Why create a new diabetes accreditation programme?

Inpatient diabetes care is not universally standardised and currently there is no mechanism to provide assurance that services are delivered to people with diabetes in hospital to high standards. Data from the National Diabetes Inpatient Audit (NaDIA) has shown that there is considerable variability across England and Wales and differences in levels of harm. The time is now right to agree a set of standards that, if met, will consistently provide good diabetes care in hospitals across the United Kingdom. An accreditation programme will give us a way of supporting hospitals to meet those standards and, with time, to raise the overall standard of inpatient care for diabetes patients.

Which aspects of diabetes care will be included in the programme?

DCAP will focus on inpatient care only. In the future there may be opportunities to expand the scope of the programme, however, we recognise the urgency in improving care for the most vulnerable and we know from the National Diabetes Inpatient Audit (NaDIA) data that this is an area of concern.

About the pilot

Why is there a pilot?

The pilot will allow us to test the process and standards and refine the approach before launching the full programme.
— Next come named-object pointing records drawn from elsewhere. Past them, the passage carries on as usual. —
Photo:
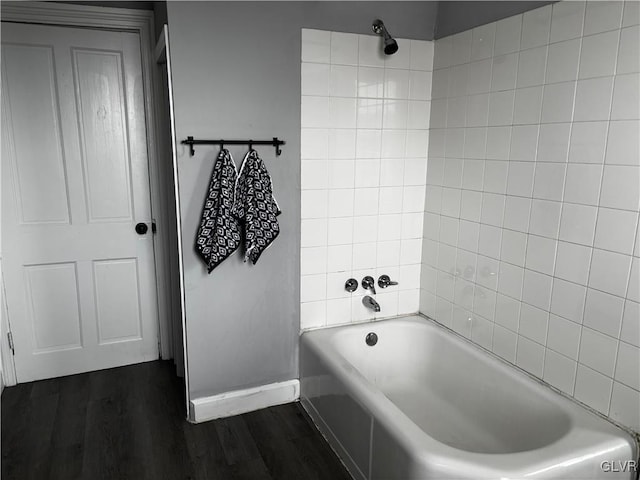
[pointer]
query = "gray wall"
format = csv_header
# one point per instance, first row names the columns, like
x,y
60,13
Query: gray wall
x,y
236,74
454,17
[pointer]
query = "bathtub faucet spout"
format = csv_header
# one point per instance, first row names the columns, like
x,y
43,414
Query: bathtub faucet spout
x,y
370,303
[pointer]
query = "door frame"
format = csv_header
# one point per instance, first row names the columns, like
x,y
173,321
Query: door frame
x,y
140,22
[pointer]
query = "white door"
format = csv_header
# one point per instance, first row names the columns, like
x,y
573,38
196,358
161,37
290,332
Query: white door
x,y
80,281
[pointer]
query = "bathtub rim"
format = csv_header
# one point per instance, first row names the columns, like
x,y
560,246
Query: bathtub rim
x,y
432,450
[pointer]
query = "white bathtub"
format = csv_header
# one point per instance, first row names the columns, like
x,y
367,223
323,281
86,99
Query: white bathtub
x,y
425,404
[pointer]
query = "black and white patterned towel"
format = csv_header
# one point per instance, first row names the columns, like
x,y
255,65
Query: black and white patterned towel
x,y
255,206
219,234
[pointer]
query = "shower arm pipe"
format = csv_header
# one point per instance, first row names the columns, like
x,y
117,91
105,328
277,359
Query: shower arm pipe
x,y
274,142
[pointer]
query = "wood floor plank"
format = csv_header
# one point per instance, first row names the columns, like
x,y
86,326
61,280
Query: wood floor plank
x,y
129,423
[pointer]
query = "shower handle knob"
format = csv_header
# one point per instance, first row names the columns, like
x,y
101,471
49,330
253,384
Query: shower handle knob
x,y
384,281
368,283
351,285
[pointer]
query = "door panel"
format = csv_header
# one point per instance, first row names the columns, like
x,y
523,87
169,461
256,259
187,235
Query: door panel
x,y
103,139
52,293
117,301
80,281
32,106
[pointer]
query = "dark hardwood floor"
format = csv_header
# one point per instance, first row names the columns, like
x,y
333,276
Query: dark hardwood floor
x,y
129,423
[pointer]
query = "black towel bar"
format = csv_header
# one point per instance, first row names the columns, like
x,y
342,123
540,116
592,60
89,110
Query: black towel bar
x,y
274,142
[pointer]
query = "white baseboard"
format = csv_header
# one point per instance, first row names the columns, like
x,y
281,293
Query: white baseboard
x,y
243,401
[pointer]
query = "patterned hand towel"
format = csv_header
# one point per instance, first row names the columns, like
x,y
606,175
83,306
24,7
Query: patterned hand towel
x,y
256,207
219,234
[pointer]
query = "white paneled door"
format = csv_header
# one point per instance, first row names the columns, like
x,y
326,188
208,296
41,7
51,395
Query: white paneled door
x,y
80,281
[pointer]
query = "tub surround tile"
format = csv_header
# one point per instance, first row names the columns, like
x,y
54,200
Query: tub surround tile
x,y
365,138
549,192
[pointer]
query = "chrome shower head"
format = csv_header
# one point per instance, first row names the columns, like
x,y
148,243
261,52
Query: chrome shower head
x,y
390,45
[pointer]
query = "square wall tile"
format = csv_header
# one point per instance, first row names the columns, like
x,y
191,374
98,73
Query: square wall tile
x,y
537,289
557,102
598,351
442,53
400,59
420,85
553,142
503,75
620,187
315,79
461,48
566,21
498,143
482,41
530,356
615,230
573,262
370,82
531,67
344,48
528,106
492,209
477,114
545,218
516,214
421,57
510,281
588,142
513,248
369,51
603,312
490,238
501,108
567,300
316,46
633,292
562,61
504,343
312,315
583,183
524,143
564,336
593,99
609,272
535,27
598,55
343,81
559,371
593,389
625,405
578,224
314,143
602,16
508,34
623,146
628,365
630,331
533,323
541,254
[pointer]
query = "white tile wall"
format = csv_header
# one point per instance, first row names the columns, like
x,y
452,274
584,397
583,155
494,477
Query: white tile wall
x,y
540,179
364,141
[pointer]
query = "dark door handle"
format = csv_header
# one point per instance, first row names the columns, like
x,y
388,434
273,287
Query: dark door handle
x,y
141,228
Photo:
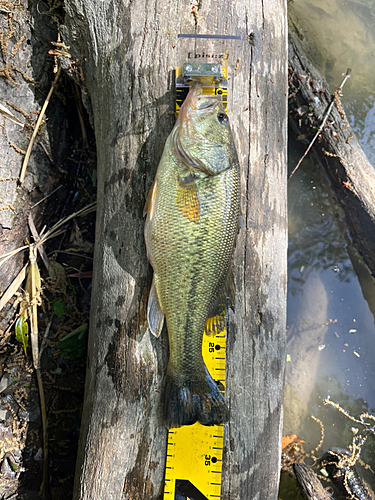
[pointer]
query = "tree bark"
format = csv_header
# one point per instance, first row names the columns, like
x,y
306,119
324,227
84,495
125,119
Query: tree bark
x,y
128,54
351,175
23,89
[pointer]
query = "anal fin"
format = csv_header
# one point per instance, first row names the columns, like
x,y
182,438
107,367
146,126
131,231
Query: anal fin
x,y
155,317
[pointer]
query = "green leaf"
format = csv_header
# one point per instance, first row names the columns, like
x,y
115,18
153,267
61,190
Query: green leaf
x,y
58,307
22,332
78,331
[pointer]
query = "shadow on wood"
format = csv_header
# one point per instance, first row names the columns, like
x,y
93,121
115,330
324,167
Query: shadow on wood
x,y
128,51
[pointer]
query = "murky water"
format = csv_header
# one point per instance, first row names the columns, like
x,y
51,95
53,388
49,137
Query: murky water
x,y
331,295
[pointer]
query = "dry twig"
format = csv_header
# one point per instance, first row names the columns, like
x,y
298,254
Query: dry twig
x,y
347,75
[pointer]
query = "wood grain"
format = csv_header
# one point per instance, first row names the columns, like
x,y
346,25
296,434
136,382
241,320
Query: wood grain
x,y
129,51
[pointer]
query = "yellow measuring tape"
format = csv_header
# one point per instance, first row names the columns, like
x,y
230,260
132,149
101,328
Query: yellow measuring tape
x,y
195,452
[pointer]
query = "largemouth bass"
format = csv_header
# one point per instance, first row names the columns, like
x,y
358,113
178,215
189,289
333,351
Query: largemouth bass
x,y
192,217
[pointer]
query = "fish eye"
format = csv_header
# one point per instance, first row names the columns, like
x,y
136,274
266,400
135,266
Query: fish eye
x,y
222,117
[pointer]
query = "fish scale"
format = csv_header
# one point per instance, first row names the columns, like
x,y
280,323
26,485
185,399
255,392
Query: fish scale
x,y
190,230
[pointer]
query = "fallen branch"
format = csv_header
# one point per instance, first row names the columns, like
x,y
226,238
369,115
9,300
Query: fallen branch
x,y
39,121
337,93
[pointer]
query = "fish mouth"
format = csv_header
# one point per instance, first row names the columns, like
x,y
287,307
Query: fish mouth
x,y
197,102
183,156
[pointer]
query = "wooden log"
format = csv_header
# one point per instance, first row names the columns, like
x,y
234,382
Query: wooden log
x,y
351,175
128,51
25,56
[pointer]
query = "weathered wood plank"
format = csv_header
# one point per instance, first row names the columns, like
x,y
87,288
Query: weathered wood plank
x,y
128,55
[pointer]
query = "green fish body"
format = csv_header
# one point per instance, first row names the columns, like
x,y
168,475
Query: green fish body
x,y
192,218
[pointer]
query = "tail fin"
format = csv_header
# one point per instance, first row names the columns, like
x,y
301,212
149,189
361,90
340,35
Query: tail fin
x,y
190,399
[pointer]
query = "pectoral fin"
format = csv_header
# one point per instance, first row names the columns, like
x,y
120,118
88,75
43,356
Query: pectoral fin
x,y
154,315
188,200
150,202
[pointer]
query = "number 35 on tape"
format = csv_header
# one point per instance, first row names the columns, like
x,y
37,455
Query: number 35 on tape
x,y
195,452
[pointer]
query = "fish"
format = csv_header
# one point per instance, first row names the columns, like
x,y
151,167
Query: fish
x,y
192,219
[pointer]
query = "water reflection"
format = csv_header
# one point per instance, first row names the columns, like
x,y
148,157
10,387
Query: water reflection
x,y
331,294
316,231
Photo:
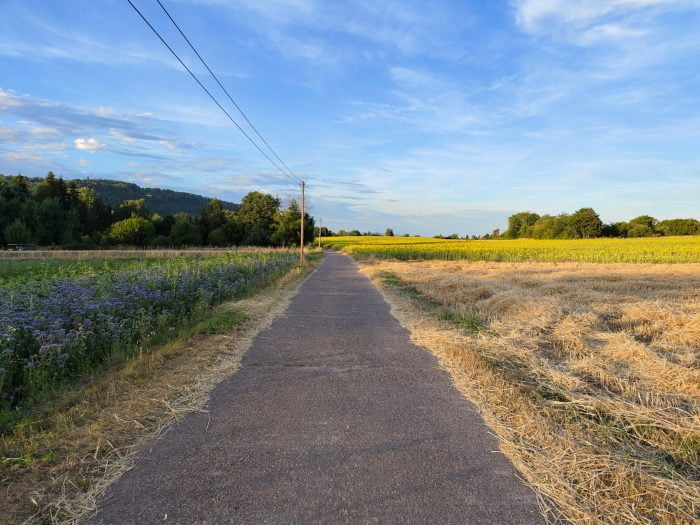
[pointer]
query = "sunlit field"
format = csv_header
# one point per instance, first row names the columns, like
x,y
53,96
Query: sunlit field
x,y
60,319
641,250
588,373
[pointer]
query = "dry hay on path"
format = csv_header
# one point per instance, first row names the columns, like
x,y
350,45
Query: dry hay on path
x,y
589,374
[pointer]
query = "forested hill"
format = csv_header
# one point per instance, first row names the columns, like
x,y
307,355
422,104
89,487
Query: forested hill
x,y
163,202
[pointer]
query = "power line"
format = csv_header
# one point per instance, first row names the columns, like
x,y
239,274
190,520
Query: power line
x,y
225,90
155,31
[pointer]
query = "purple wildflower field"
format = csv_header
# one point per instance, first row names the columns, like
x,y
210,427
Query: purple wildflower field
x,y
57,325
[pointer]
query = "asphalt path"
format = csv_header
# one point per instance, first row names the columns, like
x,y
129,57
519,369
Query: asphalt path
x,y
334,416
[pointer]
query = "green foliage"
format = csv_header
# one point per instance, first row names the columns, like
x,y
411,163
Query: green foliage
x,y
17,233
287,227
132,208
228,234
132,231
519,224
257,214
679,227
584,224
56,213
213,216
164,202
185,233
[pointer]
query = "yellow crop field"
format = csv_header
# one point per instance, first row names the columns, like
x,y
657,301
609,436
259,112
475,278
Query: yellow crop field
x,y
641,250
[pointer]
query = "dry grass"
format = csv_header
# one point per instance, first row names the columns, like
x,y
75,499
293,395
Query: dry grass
x,y
589,374
54,470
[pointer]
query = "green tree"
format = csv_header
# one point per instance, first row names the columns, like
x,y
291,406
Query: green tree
x,y
71,229
584,224
257,215
228,234
52,187
133,231
184,232
287,228
17,233
132,208
519,224
49,221
213,216
679,227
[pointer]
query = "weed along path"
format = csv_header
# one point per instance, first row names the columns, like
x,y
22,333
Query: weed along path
x,y
333,416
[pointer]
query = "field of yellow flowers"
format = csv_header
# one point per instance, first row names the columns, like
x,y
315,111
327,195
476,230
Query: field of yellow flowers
x,y
641,250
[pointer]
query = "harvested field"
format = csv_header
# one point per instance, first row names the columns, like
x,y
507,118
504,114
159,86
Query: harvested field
x,y
588,373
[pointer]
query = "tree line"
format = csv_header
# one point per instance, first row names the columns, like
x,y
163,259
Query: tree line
x,y
586,224
64,214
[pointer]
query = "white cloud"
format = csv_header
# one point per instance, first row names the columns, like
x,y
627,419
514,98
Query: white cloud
x,y
588,22
88,144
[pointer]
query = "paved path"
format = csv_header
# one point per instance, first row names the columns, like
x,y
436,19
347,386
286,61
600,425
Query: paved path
x,y
335,416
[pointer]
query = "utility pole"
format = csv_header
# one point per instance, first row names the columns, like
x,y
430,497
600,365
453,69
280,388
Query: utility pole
x,y
320,226
301,254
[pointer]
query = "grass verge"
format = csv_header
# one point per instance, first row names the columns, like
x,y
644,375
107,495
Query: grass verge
x,y
63,455
596,410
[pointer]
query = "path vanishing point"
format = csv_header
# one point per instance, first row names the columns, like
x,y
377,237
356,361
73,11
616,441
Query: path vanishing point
x,y
334,416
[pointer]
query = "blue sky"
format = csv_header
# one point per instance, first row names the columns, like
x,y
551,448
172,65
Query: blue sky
x,y
428,117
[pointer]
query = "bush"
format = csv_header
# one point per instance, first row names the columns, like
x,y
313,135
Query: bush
x,y
135,230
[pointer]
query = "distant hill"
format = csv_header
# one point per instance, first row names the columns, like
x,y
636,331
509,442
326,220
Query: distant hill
x,y
163,202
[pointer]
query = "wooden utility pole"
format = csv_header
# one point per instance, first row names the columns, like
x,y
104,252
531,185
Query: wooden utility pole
x,y
301,253
320,225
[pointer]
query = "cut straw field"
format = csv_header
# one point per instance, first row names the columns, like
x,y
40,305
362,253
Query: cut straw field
x,y
642,250
589,374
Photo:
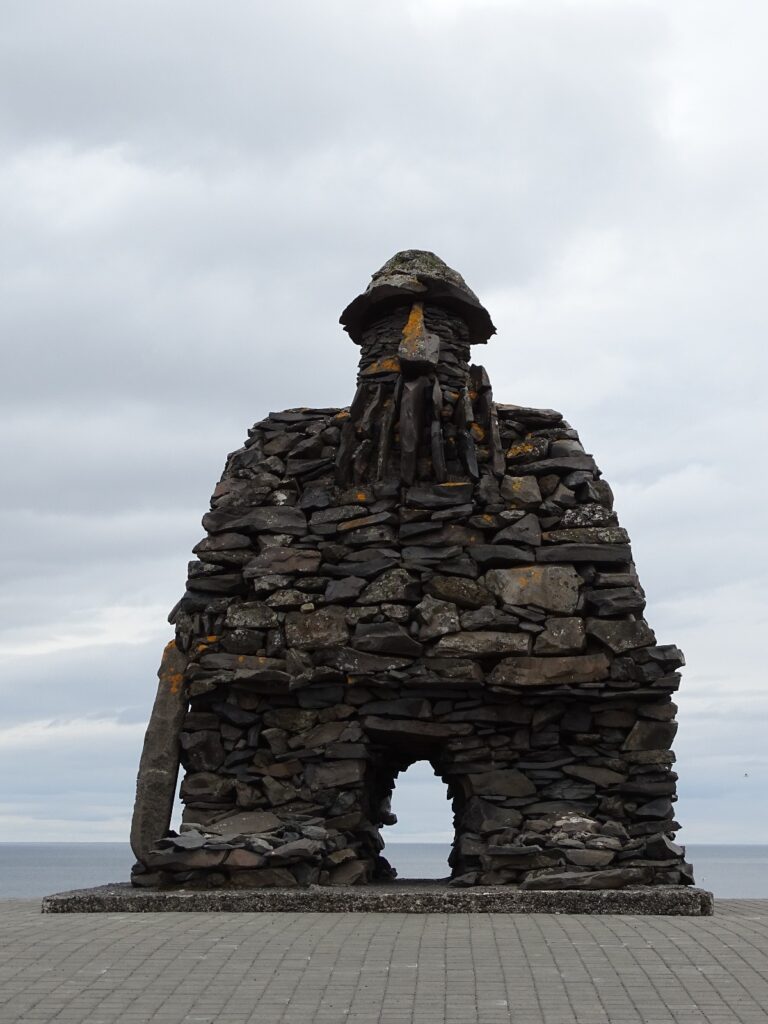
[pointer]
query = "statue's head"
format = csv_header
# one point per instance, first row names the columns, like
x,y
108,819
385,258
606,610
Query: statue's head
x,y
416,274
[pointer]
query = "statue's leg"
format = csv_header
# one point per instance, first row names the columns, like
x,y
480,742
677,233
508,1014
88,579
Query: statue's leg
x,y
158,772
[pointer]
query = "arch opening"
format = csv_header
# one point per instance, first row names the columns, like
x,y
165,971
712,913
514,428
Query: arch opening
x,y
419,833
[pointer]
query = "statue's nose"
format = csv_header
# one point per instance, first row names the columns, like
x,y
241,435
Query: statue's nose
x,y
419,350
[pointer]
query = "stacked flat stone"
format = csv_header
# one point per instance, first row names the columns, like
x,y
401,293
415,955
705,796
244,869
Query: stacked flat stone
x,y
424,576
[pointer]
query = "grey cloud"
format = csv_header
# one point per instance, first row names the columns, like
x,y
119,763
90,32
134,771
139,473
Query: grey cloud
x,y
190,195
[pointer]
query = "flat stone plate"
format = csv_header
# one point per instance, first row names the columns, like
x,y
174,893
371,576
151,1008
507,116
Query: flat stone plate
x,y
407,896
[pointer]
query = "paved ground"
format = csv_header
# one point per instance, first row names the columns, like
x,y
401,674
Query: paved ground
x,y
387,969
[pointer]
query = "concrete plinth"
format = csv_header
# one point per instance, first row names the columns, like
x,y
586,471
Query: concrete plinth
x,y
398,897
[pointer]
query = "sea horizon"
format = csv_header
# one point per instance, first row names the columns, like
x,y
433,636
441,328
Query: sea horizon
x,y
31,869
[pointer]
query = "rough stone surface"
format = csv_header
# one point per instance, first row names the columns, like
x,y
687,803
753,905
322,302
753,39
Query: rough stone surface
x,y
398,897
425,574
422,968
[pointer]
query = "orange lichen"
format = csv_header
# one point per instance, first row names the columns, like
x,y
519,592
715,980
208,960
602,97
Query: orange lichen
x,y
387,365
524,448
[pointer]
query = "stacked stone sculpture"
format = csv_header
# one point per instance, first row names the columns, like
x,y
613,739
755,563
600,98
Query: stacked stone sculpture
x,y
426,574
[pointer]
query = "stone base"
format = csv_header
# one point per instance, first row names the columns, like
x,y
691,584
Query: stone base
x,y
407,896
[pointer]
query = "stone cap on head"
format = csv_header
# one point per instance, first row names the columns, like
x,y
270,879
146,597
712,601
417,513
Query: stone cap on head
x,y
417,274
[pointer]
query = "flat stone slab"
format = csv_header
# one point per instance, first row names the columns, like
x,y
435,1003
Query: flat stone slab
x,y
407,896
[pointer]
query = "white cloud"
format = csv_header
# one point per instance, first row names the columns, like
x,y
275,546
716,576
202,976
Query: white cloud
x,y
186,211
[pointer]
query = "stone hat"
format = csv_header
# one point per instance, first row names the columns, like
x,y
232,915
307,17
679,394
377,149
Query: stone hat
x,y
416,273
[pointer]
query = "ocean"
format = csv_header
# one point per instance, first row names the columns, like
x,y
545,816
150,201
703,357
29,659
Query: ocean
x,y
30,870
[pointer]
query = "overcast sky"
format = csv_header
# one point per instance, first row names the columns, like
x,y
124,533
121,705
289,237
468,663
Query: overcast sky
x,y
189,195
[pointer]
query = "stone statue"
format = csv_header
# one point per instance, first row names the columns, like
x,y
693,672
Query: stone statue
x,y
426,574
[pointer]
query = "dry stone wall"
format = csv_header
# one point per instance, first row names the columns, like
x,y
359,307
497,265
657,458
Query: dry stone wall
x,y
426,574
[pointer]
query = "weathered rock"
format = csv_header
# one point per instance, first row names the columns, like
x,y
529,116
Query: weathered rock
x,y
576,553
563,635
425,574
616,601
524,530
342,591
554,588
156,785
521,492
621,636
546,671
650,736
464,593
395,585
275,519
310,631
503,782
611,878
436,617
283,560
481,643
482,816
385,638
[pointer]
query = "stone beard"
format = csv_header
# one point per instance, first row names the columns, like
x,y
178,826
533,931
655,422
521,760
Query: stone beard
x,y
424,576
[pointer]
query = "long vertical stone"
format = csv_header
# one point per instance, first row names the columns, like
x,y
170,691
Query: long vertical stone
x,y
158,771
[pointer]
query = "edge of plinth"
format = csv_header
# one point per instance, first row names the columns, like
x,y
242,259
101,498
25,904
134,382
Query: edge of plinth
x,y
400,897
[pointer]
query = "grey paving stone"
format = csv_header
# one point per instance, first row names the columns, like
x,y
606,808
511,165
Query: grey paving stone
x,y
383,968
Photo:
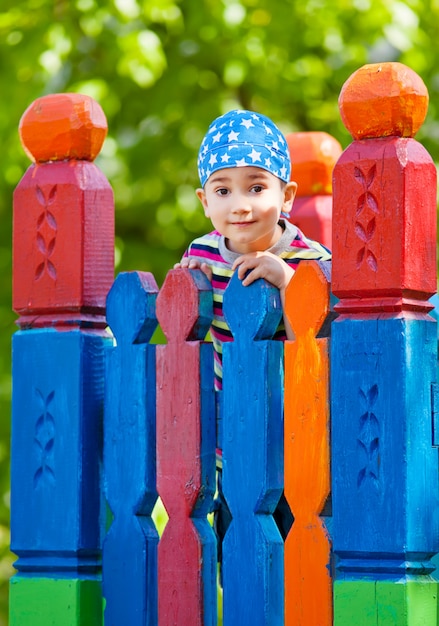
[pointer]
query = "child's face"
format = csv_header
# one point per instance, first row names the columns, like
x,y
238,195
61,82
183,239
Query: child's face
x,y
244,204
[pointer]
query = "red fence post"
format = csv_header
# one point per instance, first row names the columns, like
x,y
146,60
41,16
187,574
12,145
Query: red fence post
x,y
313,156
63,267
384,356
186,451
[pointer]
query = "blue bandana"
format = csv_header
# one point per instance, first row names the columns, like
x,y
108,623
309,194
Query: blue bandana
x,y
240,139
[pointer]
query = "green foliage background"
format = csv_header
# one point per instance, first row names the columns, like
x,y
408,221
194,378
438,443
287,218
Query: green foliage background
x,y
162,70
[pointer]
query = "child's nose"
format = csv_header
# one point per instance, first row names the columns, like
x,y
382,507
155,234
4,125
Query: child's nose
x,y
241,204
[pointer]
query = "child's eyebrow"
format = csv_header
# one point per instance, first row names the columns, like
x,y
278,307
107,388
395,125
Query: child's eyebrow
x,y
251,176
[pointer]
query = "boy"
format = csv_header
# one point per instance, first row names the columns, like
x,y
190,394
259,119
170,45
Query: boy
x,y
244,168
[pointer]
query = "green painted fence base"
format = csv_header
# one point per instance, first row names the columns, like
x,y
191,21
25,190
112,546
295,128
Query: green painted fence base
x,y
50,602
409,602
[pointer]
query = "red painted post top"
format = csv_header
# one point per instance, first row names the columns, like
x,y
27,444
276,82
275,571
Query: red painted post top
x,y
313,156
63,126
384,196
63,239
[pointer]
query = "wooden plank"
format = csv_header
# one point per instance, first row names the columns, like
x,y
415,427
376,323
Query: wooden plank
x,y
63,244
130,547
63,223
308,585
55,467
252,455
186,451
384,355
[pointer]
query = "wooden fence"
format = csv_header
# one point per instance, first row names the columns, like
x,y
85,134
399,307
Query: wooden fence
x,y
104,423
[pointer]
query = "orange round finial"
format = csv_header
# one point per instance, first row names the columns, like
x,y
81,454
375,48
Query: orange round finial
x,y
313,156
383,99
63,126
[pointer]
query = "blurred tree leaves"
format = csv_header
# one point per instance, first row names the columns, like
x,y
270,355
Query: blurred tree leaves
x,y
162,70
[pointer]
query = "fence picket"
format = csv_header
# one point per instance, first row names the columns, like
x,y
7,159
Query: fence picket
x,y
308,584
130,546
186,451
252,455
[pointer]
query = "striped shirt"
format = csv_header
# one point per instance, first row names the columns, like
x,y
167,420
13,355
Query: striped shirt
x,y
211,248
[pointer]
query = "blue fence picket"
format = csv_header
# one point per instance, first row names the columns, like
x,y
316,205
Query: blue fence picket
x,y
130,547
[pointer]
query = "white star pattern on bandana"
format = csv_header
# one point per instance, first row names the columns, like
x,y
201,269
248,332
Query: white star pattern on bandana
x,y
240,139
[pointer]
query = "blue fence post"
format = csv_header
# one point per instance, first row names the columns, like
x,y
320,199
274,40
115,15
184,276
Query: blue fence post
x,y
130,547
63,268
384,357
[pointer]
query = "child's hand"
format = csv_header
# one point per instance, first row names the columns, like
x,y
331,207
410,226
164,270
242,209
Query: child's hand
x,y
194,264
263,265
The pilot’s collaborative approach means that as well as us helping services to work towards the improvement journey, we hope that feedback from participating services will help to enhance our processes to consider everything that is important for excellent inpatient diabetes care. The pilot will also help us understand your experience of being assessed remotely and will inform our thinking about whether to deliver accreditation remotely once we launch. There will be two pilots running concurrently; one in the East of England and one in Wales.

What will the pilot involve?

Services who express an interest will review and self-assess against the standards framework.  Services will upload information to demonstrate where they believe they meet the standards and provide a short commentary on where they are not meeting the standards. Services will receive support from the programme and assessment team, and have access to a bespoke designed website to support them.

Following this there will be a peer assessment conducted by clinicians working in diabetes care across UK. The assessors will remotely review the evidence and carry out interviews with staff and people with diabetes to triangulate the data that the service uploads, evidencing that they meet the standards. The advice from assessors will spark discussion and debate about improvement areas and allow for shared learning between different services. The pilot will essentially work as a ‘mock’ assessment and services are not expected to meet the standards fully.

Services will have regular support from the programme office team and will be guided through the process. The pilot will also be fully remote, and will not require travel. Those involved in the pilot will be asked to feedback on this, as well as the whole process to inform the future model.

When does the pilot start?

Approximately eight sites will participate in the pilot in the East of England, and five sites in Wales. Between April and July, participating services will put together a self-assessment based on the standards and work to collate evidence to meet the standards and upload onto the website. Services will undertake a remote assessment between August and November, and then receive a report with recommendations, which will be shared with senior management. The programme team will then conduct an evaluation and share with the community in early 2023.

Will services be granted accreditation at the end of the pilot?

No. The pilot is about testing the standards and process in ‘real life’ settings and being aware of nuances that we may not have factored in during the design phase. However, we typically find that services who participate in the pilot are in a great position to be awarded accreditation as part of the full programme because they will already be familiar with the style and process ie, they get a head start.

Is there a cost?

During the pilot phase there is no cost to services. The East of England Diabetes Network and the All-Wales Diabetes Implementation Group has provided funding to support this pilot to test the standards and process in the East of England and Wales respectively. Post-pilot, services will pay an annual subscription fee to participate in the programme which will cover the costs of delivering the programme, including the programme team, clinical leadership, assessments and the bespoke website.